If you do full body workouts a few days a week the best way to go about it is to focus on one muscle building mechanism each day.  

Day 1 would be Muscle Tension day where you lift heavy.

Day 2 would be Muscle Stress Day where you rep it out.

Day 3 would be Muscle Damage day where all the lowering portions are emphasized.  

If you do these in a different order it might take away from the other.  For example, emphasizing the lowering portion before lifting heavy would severely stifle the weight you can lift.

If you follow the bro-split or something similar, you can hit all of these in one exercise or session.  

Emphasize mechanical tension at the beginning of the workout or for the first few sets of an exercise. Then transition to metabolic stress and muscle damage later in the session or on the last couple of back-off sets of each movement.

Or if you’re a traditionalist, you can do three weeks of heavy weights followed by two weeks of light weights and keep alternating.  

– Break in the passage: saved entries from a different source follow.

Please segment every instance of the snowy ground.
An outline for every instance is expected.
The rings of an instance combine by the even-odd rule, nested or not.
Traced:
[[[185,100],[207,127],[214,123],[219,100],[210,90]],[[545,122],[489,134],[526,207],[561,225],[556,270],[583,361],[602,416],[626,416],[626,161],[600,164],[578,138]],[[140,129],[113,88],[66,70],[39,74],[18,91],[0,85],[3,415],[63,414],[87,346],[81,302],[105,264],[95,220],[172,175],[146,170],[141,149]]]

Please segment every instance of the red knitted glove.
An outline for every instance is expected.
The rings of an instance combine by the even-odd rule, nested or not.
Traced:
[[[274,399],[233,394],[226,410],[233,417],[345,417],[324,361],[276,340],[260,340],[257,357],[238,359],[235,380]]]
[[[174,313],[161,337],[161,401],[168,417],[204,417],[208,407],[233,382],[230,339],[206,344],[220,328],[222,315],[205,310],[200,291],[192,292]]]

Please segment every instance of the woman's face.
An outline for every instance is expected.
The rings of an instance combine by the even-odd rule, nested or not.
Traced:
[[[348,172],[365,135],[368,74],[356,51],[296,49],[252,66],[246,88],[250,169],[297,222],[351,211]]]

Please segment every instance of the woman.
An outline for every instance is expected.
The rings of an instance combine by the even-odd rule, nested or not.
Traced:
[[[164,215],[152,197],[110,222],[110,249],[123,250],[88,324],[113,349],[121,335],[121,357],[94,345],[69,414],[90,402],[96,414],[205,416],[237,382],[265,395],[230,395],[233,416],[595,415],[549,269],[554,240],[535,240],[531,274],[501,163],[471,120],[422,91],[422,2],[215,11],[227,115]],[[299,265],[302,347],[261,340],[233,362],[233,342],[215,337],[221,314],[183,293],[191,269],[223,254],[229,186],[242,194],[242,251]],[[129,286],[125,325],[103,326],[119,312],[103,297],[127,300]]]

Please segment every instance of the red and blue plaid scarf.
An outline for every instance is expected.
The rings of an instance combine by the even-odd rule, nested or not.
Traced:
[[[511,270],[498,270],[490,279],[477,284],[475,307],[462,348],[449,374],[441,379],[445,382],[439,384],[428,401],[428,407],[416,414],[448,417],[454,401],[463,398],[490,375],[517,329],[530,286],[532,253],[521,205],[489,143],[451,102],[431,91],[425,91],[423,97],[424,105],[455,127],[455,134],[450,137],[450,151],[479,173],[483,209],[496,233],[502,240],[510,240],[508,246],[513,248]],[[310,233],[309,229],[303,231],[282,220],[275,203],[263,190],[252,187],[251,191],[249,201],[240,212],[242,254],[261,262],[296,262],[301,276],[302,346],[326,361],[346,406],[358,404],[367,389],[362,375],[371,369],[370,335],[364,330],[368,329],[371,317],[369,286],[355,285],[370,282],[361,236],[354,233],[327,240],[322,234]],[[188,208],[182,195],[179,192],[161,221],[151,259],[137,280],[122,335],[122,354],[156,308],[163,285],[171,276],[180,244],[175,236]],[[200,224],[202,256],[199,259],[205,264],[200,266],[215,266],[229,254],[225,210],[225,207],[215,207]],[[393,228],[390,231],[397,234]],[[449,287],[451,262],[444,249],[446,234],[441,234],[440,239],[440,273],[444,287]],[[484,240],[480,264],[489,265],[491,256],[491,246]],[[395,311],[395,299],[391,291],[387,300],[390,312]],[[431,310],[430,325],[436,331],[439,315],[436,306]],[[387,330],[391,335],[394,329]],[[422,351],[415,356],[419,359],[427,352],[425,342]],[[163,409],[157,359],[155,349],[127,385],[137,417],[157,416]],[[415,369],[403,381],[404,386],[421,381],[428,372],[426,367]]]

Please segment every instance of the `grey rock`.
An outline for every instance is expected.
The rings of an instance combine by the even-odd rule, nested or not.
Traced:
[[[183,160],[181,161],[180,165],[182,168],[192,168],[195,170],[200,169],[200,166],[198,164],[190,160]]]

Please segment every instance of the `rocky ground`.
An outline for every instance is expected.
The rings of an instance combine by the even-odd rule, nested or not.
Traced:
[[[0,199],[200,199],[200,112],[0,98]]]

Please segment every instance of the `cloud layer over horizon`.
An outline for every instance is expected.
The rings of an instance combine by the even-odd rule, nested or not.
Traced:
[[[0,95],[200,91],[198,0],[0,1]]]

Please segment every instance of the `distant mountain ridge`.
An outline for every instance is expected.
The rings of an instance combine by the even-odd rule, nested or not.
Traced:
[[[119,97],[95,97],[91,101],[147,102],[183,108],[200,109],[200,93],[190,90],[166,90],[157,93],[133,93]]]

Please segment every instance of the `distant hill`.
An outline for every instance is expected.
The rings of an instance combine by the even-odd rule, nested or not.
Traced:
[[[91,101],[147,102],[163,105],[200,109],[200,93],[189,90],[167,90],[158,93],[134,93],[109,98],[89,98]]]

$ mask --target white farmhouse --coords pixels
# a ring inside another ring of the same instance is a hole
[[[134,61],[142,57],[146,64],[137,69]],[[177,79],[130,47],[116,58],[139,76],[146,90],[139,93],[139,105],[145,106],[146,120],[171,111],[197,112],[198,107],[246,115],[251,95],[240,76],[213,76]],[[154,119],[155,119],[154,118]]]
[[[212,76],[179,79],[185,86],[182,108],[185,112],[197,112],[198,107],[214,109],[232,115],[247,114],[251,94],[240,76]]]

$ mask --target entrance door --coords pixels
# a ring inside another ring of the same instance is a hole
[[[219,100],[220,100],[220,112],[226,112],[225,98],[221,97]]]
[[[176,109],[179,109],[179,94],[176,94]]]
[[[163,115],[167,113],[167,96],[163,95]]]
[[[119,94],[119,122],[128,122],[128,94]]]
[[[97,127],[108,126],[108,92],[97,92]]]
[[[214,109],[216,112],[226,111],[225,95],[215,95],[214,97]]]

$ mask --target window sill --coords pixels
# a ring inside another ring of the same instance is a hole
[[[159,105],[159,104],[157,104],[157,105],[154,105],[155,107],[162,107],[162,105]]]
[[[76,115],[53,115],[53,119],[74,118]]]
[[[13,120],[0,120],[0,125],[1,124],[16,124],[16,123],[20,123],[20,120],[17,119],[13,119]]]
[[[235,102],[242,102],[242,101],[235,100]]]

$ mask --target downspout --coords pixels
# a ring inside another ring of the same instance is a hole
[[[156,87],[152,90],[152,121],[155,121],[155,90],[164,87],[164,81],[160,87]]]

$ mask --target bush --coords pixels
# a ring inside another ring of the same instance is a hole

Making gainz isn’t as drastic as some people make it.  Up your calories by 200 over maintenance (14 calories x bodyweight) for three weeks and cycle down to maintenance for a week. Keep the four week cycle going as long as you need.  That’s your fall bulking nutrition plan.

No need for fancy supplements or shovelling Mickey-D’s in your mouth.  Unless you have an affinity for chicken nuggets and sweet and sour sauce.  If you do, I’m always available for some late night McNuggets.